Это положение не кажется нам правильным. Период, правда, был доантисептический, если эрой считать открытие Листера. Но ведь у Пирогова были свои антисептические принципы и он их проводил. Вот что пишет Пирогов о применявшихся им антисептических средствах: «мое любимое перевязочное средство в свежих ранах это-теплая вода или ромашковый чай. А если раны в госпитале скоро портятся, то я перевязываю смесью из хлористой воды с ромашковым чаем или слабым раствором хлористой извести, две драхмы на 1 фунт воды ((2% раствор) с камфорным спиртом.
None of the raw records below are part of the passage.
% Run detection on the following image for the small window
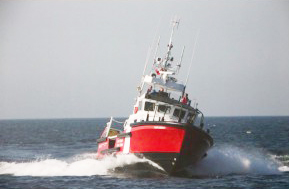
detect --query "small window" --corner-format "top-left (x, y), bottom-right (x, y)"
top-left (145, 102), bottom-right (155, 111)
top-left (173, 108), bottom-right (186, 119)
top-left (158, 105), bottom-right (171, 113)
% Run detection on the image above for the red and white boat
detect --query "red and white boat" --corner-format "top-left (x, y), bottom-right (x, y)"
top-left (97, 21), bottom-right (213, 175)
Уже более 20 лет я не знаю в госпитальной практике никаких мазей. Я принужден был заменить мази примочками и попал на одну, которую и употребляю исключительно более 20 лет почти во всех гранулирующих ранах. Это раствор азотно-кислого серебра различной крепости. Теперь многие из хирургов уже стали его употреблять, но прежде по крайней мере, у нас в России о нем и помину не было; поэтому, я приписываю себе заслугу введения этого превосходного средства в лечение ран. (2 стр. 294). Иодистая настойка с большею или меньшою примесью воды или раствора иодистого калия принадлежит, по моим наблюдениям, также к превосходным перевязочным средствам и в свежих ранах, и там, где нагноение сильно и вокруг раны замечается значительная серозная инфильтрация. Я смазываю ею отечное место несколько раз в день». (2 стр. 296).
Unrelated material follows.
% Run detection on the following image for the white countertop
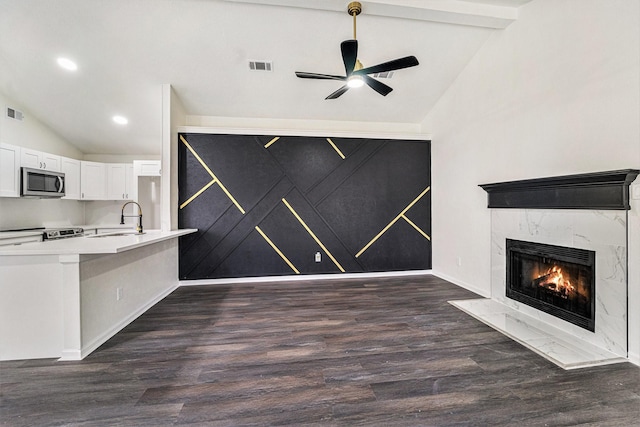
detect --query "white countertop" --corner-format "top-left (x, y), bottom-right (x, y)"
top-left (0, 228), bottom-right (198, 256)
top-left (0, 230), bottom-right (43, 239)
Итак, антисептика, проведенная не Листеру, а по Пирогову, дала ему, правда в деревне, блестящие результаты. Но почему же таких результатов Пирогов не мог получить в госпитале? На это сам Пирогов дает определенный ответ. В письме на имя Бертенсона из Вишни от 27-го октября 1880 года, Пирогов пишет: «неподвижность поврестатирую, что все раны, язвы, даже отверстия свищей, покрыты серым налетом; у некоторых настоящая госпитальная гангрена; кроме того, есть несколько умирающих пиэмиков и рожистых, почти все лихорадят. В следующие дни вижу, как простые язвы голени поражаются госпитальной гангреной, окружность их распадается, обнажая кость; что ни тронешь ножем, все превращается в гангренозную язву, более тяжелые больные гибнут. Сначала нескольких больных переводят в гангренозные отделения, но всех не переведешь; вскоре отделение превращается в какой то ад».

Из сопоставления приведенных цитат, становится ясным, какое значение имеет личность хирурга для проведения той или другой идеи. Повидимому, и в госпитале были попытки проводить метод Листера. Об этом говорит присутствие среди медикаментов, употребляемых для перевязок, карболового масла. Но какой же Листер мог бы устоять перед кошмарными условиями нарисованного профес. Вельяминовым ада, во много раз превосходящего своей кошмарностью дантовский ад?

 

С твердой руки Рейера, метод Листера начал завоевывать позиции среди русских хирургов. И в 1878 году в военно-медицинском журнале помещен целый ряд статей, трактующих о методе Листера. Рейер, Бергман, Склифасовский, Борнгаупт, Вельяминов, Беневоленский, Соколов, Кузьмин все приводят убедительные факты защиты метода Листера. И с этого времени, метод Листера стал на твердую почву в России, с которой уже не сошел, а начал совершенствоваться и развиваться, доведя русскую хирургию до тех высот на которых она стоит теперь.